Theo Melin Öhrström

No. 18 – SMU Mustangs
- Position: Tight end
- Class: Redshirt Senior

Personal information
- Born: Stockholm, Sweden
- Listed height: 6 ft 6 in (1.98 m)
- Listed weight: 257 lb (117 kg)

Career information
- High school: RIG Academy (Uppsala, Sweden)
- College: Texas A&M (2022–2025); SMU (2026–present);
- Stats at ESPN

= Theo Melin Öhrström =

Swedish-American football player

Theodor Melin Öhrström is a Swedish American football tight end for the SMU Mustangs. He previously played for the Texas A&M Aggies.

==Early life==
Theo Melin Öhrström grew up in Stockholm, Sweden. He became interested in American football from watching highlights of Odell Beckham Jr. on YouTube. Melin Öhrström attended RIG Academy, which develops players for the Sweden national American football team.
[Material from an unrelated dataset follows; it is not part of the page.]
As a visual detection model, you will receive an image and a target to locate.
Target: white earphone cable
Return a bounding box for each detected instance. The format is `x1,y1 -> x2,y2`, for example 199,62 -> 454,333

During the summer of 2021, he traveled to the United States to participate in football camps held by major college football programs. Melin Öhrström was rated a consensus four-star recruit and committed to play college football at Texas A&M over offers from Ohio State and LSU.

==College career==
===Texas A&M===
Melin Öhrström was originally a member of the 2023 recruiting class, but reclassified to the 2022 class after completing the academic requirements needed to enroll at Texas A&M for their 2022 fall semester. He redshirted his true freshman season and was named the team's offensive scout team player of the year. Melin Öhrström played in 12 games during his redshirt freshman season.

On December 26, 2025, Melin Öhrström announced that he would enter the transfer portal.

===SMU===
On January 8, 2026, Melin Öhrström announced that he would transfer to SMU.